What im wondering is if i need to go to the pick and pull to hack out a corresponding piece of old frame to repair my frame hole or if i can just weld a suitable thickness piece of metal into the hole, drill a new bolt hole, then run the ORD patch panel over the repair?

On to the pics....................

Good bye brand new steering box........
IMG00199-20111113-1508.jpg


Hello speed hole and snapped bolts............
IMG00197-20111113-1442.jpg

IMG00203-20111113-1513.jpg


Searched and came up with alot of cracked frame repairs but not one dealing with tearing the crap out of it. Comments and fixes are appreciated.
 
You must have been on some worse trails for hunting than we were. Did you at least get an elk? I didn't but I didn't break my truck either :whistle:
 
I have cut a whole section out of a frame at a junkyard and replaced holes like that.

Have also just completely rebuilt the area with much thicker metal, used small tubing on the bolt holes to make the steering box clear the flat frame.

Do it right and do it once. I always am telling people how they are going crazy overkill on certain things, on this particular repair its time to go crazy overkill
 
The frame is just mild steel, I'd just do whatever is easier for you with your tooling availability, I don't think it will be a big difference in strength either way, especially if you're going to plate it over.
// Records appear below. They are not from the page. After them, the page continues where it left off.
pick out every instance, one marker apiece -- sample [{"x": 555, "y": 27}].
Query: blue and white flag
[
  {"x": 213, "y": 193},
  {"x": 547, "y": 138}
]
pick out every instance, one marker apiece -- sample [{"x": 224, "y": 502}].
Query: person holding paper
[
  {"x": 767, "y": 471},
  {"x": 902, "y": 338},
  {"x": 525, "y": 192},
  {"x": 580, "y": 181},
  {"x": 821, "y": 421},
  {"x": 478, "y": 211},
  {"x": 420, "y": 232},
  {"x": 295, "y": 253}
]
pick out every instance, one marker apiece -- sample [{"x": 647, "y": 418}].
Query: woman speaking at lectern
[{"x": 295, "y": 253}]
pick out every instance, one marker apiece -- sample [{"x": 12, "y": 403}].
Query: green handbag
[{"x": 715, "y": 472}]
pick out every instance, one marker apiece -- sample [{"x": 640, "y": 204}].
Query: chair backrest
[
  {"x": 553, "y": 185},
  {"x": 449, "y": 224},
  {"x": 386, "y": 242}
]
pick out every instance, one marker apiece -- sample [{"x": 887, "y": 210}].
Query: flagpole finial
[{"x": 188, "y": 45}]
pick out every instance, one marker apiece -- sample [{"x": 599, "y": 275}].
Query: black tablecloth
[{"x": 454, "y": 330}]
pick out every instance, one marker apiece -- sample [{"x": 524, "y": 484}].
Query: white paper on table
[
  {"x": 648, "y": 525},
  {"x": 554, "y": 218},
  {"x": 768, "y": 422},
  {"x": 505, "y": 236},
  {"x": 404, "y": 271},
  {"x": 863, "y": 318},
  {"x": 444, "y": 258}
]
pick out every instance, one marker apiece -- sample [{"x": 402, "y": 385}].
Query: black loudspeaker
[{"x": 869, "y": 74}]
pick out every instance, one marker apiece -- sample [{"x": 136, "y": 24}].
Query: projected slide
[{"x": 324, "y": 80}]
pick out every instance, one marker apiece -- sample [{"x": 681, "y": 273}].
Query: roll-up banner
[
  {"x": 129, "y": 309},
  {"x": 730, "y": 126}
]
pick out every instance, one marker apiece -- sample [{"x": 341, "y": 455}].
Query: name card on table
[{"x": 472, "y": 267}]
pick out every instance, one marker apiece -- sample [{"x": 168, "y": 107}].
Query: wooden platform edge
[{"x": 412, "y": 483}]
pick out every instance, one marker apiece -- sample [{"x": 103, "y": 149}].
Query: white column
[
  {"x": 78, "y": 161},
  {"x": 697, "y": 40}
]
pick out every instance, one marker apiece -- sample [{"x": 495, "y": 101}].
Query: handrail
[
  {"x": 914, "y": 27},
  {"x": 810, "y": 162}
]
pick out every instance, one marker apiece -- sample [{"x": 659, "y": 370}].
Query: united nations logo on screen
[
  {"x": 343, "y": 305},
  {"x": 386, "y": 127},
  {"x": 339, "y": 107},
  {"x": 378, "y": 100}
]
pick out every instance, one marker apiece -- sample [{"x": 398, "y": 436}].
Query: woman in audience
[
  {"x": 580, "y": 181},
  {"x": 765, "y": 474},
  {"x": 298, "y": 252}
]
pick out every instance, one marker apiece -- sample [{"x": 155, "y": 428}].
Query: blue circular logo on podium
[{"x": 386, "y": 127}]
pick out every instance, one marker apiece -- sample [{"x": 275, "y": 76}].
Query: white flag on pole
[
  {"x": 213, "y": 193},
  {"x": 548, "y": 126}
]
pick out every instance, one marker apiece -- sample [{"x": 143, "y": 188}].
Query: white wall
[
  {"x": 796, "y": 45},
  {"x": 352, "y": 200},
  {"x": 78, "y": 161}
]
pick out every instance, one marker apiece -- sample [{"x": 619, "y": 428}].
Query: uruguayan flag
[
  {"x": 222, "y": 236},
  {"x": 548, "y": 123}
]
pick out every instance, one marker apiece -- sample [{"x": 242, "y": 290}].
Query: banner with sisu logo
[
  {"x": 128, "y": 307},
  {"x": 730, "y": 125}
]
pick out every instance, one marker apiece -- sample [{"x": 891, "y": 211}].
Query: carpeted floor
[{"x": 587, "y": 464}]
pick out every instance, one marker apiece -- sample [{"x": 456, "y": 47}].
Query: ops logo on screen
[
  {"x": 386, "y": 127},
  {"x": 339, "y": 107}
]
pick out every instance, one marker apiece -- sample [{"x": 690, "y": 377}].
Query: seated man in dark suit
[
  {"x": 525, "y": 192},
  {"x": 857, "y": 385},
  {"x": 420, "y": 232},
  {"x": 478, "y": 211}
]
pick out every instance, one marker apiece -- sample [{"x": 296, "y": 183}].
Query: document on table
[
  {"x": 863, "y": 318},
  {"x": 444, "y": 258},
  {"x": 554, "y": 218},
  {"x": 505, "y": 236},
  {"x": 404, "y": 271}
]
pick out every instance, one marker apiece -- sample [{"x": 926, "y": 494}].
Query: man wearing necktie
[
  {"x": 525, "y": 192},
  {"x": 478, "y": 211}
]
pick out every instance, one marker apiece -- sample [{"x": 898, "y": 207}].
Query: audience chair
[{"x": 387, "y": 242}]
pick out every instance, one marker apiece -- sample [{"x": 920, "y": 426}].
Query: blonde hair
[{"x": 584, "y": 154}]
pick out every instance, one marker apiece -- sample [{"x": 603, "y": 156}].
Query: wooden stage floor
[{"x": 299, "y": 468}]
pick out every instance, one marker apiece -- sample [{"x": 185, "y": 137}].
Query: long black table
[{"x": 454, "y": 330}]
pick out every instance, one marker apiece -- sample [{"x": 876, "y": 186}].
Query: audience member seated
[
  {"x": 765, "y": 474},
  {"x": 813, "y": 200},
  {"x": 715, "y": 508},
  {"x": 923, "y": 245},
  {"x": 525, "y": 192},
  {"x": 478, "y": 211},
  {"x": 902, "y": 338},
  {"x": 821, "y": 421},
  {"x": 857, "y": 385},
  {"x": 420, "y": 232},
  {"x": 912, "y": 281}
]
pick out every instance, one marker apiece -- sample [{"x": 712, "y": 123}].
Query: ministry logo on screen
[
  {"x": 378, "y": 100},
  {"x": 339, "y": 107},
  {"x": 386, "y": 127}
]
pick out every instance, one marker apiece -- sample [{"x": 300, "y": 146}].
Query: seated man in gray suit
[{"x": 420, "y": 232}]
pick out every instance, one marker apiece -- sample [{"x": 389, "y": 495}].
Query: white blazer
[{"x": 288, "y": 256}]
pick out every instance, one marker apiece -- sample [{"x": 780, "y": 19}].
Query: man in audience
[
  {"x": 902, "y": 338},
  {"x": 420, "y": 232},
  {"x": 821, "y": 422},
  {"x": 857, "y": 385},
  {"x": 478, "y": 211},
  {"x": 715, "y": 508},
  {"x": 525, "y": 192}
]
Are you running hydro assist? I did about the same thing as you trying to run 17" wide 40"s in the rocks without it. I snapped clean through 3/4 of the frame rail right behind where the ORD brace bolts in. I terminated the cracks, welded them, welded in the plating kit, and said hydro assist was the #1 priority lol.
 
The frame is just mild steel, I'd just do whatever is easier for you with your tooling availability, I don't think it will be a big difference in strength either way, especially if you're going to plate it over.

Are you running hydro assist? I did about the same thing as you trying to run 17" wide 40"s in the rocks without it. I snapped clean through 3/4 of the frame rail right behind where the ORD brace bolts in. I terminated the cracks, welded them, welded in the plating kit, and said hydro assist was the #1 priority lol.
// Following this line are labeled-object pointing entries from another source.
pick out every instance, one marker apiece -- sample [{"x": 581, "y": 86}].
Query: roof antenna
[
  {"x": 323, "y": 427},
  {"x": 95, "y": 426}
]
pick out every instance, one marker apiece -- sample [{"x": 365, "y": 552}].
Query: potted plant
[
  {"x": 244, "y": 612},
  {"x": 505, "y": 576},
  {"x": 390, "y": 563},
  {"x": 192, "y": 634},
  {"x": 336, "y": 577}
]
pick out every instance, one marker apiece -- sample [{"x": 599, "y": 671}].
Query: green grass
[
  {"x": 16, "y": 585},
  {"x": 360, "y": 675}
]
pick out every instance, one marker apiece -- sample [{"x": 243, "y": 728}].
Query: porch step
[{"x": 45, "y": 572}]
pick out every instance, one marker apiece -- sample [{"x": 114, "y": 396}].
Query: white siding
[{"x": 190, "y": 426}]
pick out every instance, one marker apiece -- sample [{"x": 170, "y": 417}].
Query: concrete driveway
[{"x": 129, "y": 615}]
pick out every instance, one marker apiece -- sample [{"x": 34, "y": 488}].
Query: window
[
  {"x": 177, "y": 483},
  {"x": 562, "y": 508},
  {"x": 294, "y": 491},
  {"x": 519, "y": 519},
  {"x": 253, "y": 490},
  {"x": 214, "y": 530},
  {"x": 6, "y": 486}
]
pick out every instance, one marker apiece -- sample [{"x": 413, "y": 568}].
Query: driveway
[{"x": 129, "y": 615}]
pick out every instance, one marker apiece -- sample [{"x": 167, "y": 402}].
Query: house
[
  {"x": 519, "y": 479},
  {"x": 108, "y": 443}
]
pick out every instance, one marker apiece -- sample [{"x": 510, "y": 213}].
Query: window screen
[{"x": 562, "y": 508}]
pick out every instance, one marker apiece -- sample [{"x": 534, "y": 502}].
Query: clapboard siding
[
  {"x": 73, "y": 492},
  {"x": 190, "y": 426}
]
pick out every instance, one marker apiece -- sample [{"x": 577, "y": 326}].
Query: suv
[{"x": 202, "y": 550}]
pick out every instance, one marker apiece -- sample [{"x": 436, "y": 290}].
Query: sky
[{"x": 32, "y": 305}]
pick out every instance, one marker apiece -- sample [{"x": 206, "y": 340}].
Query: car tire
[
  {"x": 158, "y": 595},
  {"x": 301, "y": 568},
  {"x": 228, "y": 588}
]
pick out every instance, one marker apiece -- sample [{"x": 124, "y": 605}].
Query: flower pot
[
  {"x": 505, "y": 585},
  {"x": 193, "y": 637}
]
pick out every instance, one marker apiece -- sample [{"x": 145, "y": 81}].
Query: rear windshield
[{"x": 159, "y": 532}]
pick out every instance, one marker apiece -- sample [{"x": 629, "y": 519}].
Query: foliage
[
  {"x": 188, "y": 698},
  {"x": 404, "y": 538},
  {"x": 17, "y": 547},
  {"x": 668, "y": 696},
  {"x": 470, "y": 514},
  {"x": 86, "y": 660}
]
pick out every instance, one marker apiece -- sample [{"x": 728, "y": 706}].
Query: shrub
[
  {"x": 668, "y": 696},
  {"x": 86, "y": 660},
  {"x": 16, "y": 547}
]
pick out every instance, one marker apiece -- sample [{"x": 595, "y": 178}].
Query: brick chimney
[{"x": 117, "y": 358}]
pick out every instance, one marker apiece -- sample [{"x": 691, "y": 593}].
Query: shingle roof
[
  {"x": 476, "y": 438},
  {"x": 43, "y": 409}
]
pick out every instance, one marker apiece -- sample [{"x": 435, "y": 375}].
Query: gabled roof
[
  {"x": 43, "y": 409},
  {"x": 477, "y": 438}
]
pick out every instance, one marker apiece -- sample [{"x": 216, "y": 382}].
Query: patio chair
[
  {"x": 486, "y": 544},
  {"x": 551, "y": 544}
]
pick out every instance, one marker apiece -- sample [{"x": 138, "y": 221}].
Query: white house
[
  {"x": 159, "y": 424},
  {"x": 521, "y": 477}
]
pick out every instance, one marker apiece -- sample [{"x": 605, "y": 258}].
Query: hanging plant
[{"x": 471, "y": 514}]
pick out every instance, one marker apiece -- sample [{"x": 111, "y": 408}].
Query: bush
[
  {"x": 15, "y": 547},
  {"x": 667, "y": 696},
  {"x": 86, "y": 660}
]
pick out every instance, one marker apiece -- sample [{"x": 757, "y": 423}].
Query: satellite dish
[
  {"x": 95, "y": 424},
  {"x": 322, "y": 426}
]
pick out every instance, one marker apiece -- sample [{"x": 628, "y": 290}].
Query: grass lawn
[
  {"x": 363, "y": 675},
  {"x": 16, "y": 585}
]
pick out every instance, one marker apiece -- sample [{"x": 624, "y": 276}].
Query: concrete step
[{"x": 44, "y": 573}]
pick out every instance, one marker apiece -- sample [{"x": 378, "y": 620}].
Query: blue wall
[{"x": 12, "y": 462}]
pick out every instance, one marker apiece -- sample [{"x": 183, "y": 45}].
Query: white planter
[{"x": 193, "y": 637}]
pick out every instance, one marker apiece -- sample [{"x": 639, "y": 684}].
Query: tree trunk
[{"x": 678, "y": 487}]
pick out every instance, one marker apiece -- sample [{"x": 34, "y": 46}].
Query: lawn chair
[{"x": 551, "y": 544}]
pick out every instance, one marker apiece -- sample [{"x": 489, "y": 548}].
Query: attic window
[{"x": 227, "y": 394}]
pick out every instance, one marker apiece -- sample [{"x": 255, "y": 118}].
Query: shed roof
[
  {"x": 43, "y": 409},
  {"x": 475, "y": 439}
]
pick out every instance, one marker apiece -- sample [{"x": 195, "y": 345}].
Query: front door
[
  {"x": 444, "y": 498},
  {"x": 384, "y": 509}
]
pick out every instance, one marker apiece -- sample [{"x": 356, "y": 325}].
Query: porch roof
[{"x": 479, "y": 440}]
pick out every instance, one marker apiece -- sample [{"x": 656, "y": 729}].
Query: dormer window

Not running hydro assist but it's definitely next on the list. Itll be the first thing I do when the "Tax Return Fairy" visits this spring.
 
As it sits the plan is to patch the hole with 3/16" plate and install the ORD weld on kit. Hopefully this will bring the frame flush to the steering box. Looking at the hole it seems to be torn out at the top of the raised portion of the frame (any pointers?).

I remember a post somewhere where someone plated the inside of the frame rail in addition to running the ORD patch on the outside. Any one remember where that thread/post is? I figure with the nice gaping hole i created, an inside the frame brace is some overkill I need.
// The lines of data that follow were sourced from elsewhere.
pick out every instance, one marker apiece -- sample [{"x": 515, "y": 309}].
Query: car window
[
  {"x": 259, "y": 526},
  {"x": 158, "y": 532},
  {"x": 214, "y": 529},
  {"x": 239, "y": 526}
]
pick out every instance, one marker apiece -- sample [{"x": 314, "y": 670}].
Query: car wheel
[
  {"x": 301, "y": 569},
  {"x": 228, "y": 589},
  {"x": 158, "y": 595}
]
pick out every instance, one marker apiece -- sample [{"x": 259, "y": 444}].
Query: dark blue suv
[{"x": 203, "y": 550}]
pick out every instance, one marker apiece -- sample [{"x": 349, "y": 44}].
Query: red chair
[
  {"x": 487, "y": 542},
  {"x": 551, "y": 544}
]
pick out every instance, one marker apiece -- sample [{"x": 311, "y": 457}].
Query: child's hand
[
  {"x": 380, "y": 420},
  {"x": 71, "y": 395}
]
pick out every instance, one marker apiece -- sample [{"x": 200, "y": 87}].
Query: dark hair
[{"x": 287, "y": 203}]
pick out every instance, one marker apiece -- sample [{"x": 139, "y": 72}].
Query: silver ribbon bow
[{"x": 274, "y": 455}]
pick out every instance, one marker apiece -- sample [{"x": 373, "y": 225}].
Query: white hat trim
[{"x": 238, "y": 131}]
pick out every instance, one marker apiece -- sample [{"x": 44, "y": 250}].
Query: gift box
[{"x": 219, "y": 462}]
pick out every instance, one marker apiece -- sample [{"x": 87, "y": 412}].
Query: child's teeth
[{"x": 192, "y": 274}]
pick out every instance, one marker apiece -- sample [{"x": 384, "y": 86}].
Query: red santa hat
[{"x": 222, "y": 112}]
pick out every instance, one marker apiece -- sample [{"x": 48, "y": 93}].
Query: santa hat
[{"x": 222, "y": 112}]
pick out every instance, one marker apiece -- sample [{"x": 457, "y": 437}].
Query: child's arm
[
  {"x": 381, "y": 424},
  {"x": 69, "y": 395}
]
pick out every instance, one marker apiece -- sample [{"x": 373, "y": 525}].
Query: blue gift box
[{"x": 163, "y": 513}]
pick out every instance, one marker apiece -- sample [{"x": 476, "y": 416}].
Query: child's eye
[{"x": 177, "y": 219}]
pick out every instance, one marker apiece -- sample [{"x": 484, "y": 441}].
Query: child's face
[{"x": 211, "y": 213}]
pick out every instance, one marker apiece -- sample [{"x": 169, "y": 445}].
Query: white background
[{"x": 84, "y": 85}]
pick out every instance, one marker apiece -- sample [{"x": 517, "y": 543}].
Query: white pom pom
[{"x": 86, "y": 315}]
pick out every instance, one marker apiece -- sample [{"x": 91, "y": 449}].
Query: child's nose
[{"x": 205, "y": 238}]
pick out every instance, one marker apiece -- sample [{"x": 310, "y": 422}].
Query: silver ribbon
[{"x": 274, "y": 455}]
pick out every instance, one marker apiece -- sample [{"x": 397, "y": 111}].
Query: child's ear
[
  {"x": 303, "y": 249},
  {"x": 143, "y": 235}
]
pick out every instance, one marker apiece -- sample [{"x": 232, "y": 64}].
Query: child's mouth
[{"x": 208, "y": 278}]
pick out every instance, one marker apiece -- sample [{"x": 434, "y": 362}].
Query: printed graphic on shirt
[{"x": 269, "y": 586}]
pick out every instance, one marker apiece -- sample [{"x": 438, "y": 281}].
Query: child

Also going to upgrade the Steering box brace hardware from 3" to 3 1/2" and the "stock" bolt locations from 1 1/2" to 2" grade 8. One bolted through the gearbox I'll cap them with nylock nuts and use a gob of locktite (again). Hopefully this will prevent the bolts from loosening up again.


What a PITA, should have put on the weld on kit when I put the brace in. Nothing like learning through experience though.